Gov. Bev Perdue will not seek a second term, her office announced today. The news could potentially upset North Carolina’s political balance, with the primary election filing deadline looming and national presidential candidates looking to the state for party support.
Perdue’s announcement comes as a surprise to most political strategists and opens up the field on the Democratic side in this fall’s gubernatorial match-up against expected GOP candidate Pat McCrory, the former mayor of Charlotte and Perdue opponent in 2008.
“It is clear to me that my race for re-election will only further politicize the fight to adequately fund our schools,” Perdue said in a statement this morning.
Just this week, Perdue was proposing to restore a portion of the eliminated sales tax to fund education priorities, and her re-election campaign was actively fundraising for the election. Ferrel Guillory, expert on Southern politics and director of the Program on Public Life, said all evidence pointed to Gov. Perdue and state Democrats putting together the infrastructure for her campaign, and that her decision not to run has several unexplained factors.
“This must have been an extremely personal decision,” Guillory said.
A Jan. 17 poll from Public Policy Polling put Perdue behind her likely GOP opponent Pat McCrory, 52-41, in a November match-up, and national strategists were calling Perdue one of the most vulnerable gubernatorial candidates in the country. Earlier this month, reporters were surprised when Perdue was booed at a UNC basketball game in Chapel Hill, a town traditionally considered a political stronghold for the Democrat.
Polling found that Perdue was generally unpopular in North Carolina, and that a generic Democratic candidate could hold up better against McCrory.
With Perdue out of the running in the Democratic primary, possible replacements include Orange County Rep. Bill Faison, former UNC-System President Erskine Bowles, Lt. Gov. Walter Dalton, Attorney General Roy Cooper, Charlotte mayor Anthony Foxx, and former U.S. congressman Bob Etheridge.

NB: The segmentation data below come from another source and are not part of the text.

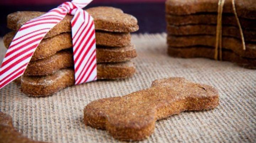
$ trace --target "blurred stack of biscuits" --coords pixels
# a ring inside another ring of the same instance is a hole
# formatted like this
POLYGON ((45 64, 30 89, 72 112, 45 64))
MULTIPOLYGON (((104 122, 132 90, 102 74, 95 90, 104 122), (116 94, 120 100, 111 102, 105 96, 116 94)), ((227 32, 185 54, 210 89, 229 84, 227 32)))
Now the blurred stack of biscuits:
MULTIPOLYGON (((97 79, 132 76, 135 69, 130 60, 137 54, 131 43, 130 32, 139 29, 136 18, 111 7, 95 7, 86 11, 94 18, 95 26, 97 79)), ((13 31, 4 38, 6 47, 23 24, 45 13, 22 11, 9 15, 7 27, 13 31)), ((70 24, 73 17, 66 16, 39 44, 24 75, 16 80, 23 92, 31 96, 45 96, 74 84, 70 24)))
MULTIPOLYGON (((222 14, 223 61, 246 68, 256 68, 256 2, 226 0, 222 14), (235 10, 234 7, 236 10, 235 10), (246 50, 234 11, 241 25, 246 50)), ((219 0, 167 0, 168 53, 183 58, 214 58, 219 0)))

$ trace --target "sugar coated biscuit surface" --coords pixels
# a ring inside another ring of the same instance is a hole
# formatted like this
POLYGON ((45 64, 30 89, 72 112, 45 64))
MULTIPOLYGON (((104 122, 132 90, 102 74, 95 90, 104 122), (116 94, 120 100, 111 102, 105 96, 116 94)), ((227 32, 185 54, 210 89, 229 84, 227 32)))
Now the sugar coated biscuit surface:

Public Policy Polling ran numbers on some of these possibilities and their chances against McCrory, with Bowles’s chances looking most promising.
Guillory cautioned against reading too much into the numbers.
“As we’ve learned anew, and we learn again every day in the Republican race, campaigns are not decided by polling data. They’re not decided how candidates look on paper. You have to have real-life human beings campaigning and asking people for their vote,” Guillory said. “This is going to have ripple effects.”
With North Carolina a significant swing state in national elections, the president will often work to influence his party’s success in the state, Guillory said, as President George Bush did with the elections of Sens. Richard Burr and Elizabeth Dole. Democrats are holding their national convention in Charlotte in August in an attempt to build Southern support for Obama’s re-election.
“It would not surprise me for the White House to do what it can to make sure that whatever happens in the governor’s race here isn’t so disrupted as to hurt the president’s chances here,” Guillory said.
Republican Pat McCrory was expected to officially announce his candidacy later this week. He ran against Perdue in 2008, narrowly losing to the Democrat by only three percentage points.
“It’s now clear that the past four years of having a Democratic governor in North Carolina have been a failure,” said Phil Cox, executive director of the Republican Governors Association, in an official statement. “It’s never been more clear that North Carolina needs a Republican governor who will bring fresh ideas and a new perspective to the governor’s office.”
According to state regulations, gubernatorial candidates must file a notice for candidacy in the filing period between Feb. 13 and Feb. 29. The full list of filing requirements is posted on the North Carolina State Board of Elections website.
Guillory noted that the Democratic candidate most likely to succeed will be the one who can most quickly put together a campaign.
“Where the crunch comes is that the filing deadline is right on us,” he said. “The person who has the advantage is the person who shows he can raise money and put an organization together quickly.”